DO MUSLIM STUDENTS HAVE TO PARTICIPATE IN PHYSICAL EDUCATION CLASS?

Summarized: As with the previous question, participation in all lessons, including physical education, is one of the obligations of a student. Students must always take part in physical education, even if it is not separated by gender. An exemption from lessons can only be considered in rare exceptional cases.

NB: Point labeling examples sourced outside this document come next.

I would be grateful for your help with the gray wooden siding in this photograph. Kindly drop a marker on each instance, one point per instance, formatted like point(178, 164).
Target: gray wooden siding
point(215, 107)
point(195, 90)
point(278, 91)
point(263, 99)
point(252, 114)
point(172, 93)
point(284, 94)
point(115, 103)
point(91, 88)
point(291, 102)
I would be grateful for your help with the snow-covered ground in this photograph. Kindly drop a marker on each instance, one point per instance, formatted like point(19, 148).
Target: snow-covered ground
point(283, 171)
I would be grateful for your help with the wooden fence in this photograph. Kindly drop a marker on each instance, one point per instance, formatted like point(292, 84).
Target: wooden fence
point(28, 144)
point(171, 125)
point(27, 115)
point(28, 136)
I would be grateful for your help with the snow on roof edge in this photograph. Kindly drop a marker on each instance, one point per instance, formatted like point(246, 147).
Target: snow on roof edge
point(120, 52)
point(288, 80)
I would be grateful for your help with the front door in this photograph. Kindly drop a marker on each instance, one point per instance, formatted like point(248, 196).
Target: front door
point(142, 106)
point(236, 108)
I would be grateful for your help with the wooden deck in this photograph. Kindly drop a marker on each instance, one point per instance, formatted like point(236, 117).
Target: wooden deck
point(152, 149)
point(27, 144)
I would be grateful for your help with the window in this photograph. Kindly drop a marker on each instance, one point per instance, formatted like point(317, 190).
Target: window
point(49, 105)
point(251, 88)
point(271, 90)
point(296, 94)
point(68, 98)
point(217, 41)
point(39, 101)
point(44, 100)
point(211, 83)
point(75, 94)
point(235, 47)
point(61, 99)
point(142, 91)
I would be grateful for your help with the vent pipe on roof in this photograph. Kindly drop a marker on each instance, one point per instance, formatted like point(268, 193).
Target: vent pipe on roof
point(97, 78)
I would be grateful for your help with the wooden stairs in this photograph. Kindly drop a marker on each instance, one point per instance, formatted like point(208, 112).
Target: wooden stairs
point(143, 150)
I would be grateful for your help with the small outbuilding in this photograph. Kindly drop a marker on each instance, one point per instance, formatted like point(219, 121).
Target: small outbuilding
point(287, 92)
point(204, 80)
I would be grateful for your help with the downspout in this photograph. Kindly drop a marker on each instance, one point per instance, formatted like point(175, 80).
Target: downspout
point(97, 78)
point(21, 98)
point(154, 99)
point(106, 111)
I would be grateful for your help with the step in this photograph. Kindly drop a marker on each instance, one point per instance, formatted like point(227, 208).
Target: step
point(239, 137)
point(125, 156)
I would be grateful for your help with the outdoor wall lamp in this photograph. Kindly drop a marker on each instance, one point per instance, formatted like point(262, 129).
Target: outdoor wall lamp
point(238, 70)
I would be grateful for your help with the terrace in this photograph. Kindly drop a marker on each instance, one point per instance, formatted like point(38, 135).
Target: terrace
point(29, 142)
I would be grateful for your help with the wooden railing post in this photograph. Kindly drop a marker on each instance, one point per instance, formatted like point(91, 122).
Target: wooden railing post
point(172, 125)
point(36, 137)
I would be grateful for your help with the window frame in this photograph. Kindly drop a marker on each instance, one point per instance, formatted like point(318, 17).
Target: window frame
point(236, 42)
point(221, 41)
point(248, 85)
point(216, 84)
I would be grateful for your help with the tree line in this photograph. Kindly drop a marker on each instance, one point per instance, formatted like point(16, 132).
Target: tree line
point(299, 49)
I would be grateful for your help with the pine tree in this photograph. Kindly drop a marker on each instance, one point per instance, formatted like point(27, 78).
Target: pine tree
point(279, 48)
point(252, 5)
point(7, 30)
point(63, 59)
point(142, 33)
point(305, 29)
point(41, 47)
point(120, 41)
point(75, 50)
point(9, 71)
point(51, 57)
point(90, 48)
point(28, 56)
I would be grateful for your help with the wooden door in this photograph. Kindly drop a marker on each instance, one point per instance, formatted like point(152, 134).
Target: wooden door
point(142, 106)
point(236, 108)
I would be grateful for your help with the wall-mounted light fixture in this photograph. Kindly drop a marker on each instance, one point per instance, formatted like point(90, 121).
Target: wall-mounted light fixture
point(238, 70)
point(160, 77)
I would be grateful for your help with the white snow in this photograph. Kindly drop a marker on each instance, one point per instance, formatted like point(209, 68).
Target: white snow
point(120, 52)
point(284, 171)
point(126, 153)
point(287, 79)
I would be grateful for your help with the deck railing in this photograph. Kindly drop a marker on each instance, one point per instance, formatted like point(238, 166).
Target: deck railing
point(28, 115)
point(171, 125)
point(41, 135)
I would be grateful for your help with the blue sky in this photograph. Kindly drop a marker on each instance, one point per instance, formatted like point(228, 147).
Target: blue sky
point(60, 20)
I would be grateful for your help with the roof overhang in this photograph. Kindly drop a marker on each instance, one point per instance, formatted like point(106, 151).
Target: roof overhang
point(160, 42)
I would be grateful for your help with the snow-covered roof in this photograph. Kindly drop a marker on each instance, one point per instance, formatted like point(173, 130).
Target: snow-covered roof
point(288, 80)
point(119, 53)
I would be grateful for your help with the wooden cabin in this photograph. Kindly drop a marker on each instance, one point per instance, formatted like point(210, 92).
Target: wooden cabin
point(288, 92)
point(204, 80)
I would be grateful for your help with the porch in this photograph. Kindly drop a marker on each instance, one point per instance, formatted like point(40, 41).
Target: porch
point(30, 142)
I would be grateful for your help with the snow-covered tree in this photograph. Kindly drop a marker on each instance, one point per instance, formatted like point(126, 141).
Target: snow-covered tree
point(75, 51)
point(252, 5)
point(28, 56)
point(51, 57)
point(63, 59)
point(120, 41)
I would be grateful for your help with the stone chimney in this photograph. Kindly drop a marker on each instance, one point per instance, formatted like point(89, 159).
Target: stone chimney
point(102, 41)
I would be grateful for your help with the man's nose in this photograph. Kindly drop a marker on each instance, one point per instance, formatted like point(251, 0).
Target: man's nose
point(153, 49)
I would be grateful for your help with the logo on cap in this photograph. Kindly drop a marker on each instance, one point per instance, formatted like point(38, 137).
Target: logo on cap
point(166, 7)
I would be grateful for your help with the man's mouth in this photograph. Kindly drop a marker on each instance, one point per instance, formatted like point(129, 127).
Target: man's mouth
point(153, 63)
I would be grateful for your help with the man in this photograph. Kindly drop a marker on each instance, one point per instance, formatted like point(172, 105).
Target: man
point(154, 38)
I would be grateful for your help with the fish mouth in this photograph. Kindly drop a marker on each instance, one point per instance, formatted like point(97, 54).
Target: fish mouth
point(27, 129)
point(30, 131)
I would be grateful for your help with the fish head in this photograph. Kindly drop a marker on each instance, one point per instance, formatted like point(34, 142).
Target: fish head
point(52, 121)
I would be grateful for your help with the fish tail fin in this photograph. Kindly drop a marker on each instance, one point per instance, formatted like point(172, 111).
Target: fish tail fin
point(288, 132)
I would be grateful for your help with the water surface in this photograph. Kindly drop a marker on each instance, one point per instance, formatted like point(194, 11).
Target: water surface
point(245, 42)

Admission to a public school establishes a relationship under public law, from which rights and obligations arise for the students.1 Participation in Physical Education at school is one of these obligations.2 An exemption from this obligation to participate in P.E. doesn’t have much chance of success in light of the case law of the Federal Constitutional Court3 regarding exemptions from swimming classes.4   

Similar considerations as in the case of swimming lessons come into play here. Mixed sports lessons and participation in them can, in principle, cause Muslim students religious distress. For example, there are those who consider it a religious, binding commandment to cover their bodies as much as possible in relation to the opposite sex and to avoid any contact with them. The religious freedom of Muslim students from Article 4 of the Basic Law can therefore come into conflict with the state's educational mandate from Article 7 of the same. The latter also has constitutional status and is thus of equal importance to freedom of religion.5 The state's educational mandate confers powers on the state to plan, organize, manage and shape the content and didactics of the school system, its training courses and the teaching provided there. This includes the power to determine the content of instruction and to decide on modalities such as whether or not classes should be mixed. To be able to do justice to both positions, the possibility of an exemption was created, which can only be made use of in the rarest of cases.6  

In light of the case law of the Federal Administrative Court, according to which a Muslim student can wear a full-body costume (the ‘burkini’), as a compromise during swimming lessons (see: here),7 it can be assumed that the same applies to P.E. lessons by wearing modest sportswear (similar to the burkini). 

Other reasons that may justifiably prevent participation in class, such as illness, remain untouched from any of the other reasons discussed above. For example, the Higher Administrative Court of North Rhine-Westphalia ruled that a Muslim pupil did not have to participate in a school trip due to illness because her fear of not being able to fulfil her religious obligations during the school trip would have placed her in a comparable situation to a partially mentally disabled person.8


1 see Section 69 (1) of the Hesse School Act as an example. 

Again see Section 69 (4) 1 of the Hesse School Act.

Federal Constitutional Court, case from 11.09.2013, 6 25.12, margin 21. 

Federal Constitutional Court, case from 25.08.1993, 6 C 8/91.

Federal Constitutional Court, case from 11.09.2013, 6 25.12, margin 11. 

See above.

See above, margin 21.

Higher Administrative Court of North Rhine-Westphalia, decision from 17.01.2002, 19 B 99/02, margin 7.